Brothers on Bikes

The Bike Monday Bros are opening up Richmond’s cycle culture to all.

When asked to conjure up the image of a cyclist in the mind’s eye, most of us would reach for three descriptors: white, male and spandex. Although there may be a lot of men among the Bike Monday Bros, this Richmond group ride features very little of the other two adjectives. What began as casual cycling crew made up of a few friends has since grown into weekly riding ritual for folks of all ages, colors and creeds.

“Back in 2018, we saw the ad for RVA Bike Month and Haywood [Bennett], Shan [Shannon Shaw] and I decided to go,” says Keith Ramsey, one of four co-founders of the Bike Monday Bros. “After that event we just kept on riding, and eventually Jay [John Jason Cecil] joined. We started doing it on Mondays because Shan had the day off. Then it officially became the Bike Monday Bros via the hashtag he was throwing on all our pics.”

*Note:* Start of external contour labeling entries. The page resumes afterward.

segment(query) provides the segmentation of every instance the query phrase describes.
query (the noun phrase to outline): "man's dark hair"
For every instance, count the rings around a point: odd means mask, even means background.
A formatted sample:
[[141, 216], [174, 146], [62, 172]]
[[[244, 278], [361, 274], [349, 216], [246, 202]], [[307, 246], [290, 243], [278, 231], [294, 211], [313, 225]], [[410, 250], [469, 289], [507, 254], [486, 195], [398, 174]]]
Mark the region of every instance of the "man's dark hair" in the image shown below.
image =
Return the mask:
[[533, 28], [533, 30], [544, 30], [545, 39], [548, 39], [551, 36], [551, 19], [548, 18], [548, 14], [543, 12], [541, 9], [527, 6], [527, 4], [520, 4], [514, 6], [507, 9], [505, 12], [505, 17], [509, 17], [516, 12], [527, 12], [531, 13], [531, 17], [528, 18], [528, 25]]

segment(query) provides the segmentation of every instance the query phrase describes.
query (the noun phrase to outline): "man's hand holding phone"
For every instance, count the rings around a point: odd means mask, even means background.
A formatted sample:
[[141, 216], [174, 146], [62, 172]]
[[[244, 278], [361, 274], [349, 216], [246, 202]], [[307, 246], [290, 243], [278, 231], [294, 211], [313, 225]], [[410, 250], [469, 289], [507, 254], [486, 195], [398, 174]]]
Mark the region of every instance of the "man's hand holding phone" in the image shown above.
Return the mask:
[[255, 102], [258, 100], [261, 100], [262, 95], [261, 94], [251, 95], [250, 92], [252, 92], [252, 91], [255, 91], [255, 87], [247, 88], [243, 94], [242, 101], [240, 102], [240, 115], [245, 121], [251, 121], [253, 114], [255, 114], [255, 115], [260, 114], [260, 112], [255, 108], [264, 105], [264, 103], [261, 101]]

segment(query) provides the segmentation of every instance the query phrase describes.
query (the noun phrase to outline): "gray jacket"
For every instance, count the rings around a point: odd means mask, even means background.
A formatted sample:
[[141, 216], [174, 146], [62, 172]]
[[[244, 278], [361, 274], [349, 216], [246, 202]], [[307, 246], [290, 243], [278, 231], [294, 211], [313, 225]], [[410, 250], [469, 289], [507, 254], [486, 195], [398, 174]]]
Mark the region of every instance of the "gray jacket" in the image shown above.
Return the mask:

Over the years of fun rides among friends, none of the four founders expected the event to take a turn towards advocacy or building a deeper, more solemn sense of community. Then Minneapolis police officer Derek Chauvin murdered George Floyd in broad daylight despite the protestations of dozens of onlookers.

“We thought, what can we do to get out and contribute something to this moment? Let’s put together a bike ride!” Ramsey recalls. “We wanted to ride for social justice and to create a moment of rest for the community to just cruise with us and have a good time. We felt like Richmond needed something good like that to happen.”

Far from the random routes that typically characterize a Bike Monday Bros ride, the tour to honor George Floyd was meticulously mapped out by Ramsey and his crew. Starting from Monroe Park, the route twisted and turned through town reaching exactly 8.46 miles at its finish – the same number of minutes that police officer Derek Chauvin knelt on Floyd’s neck. After posting the event to Twitter, Instagram and Facebook, no one knew what turnout would look like.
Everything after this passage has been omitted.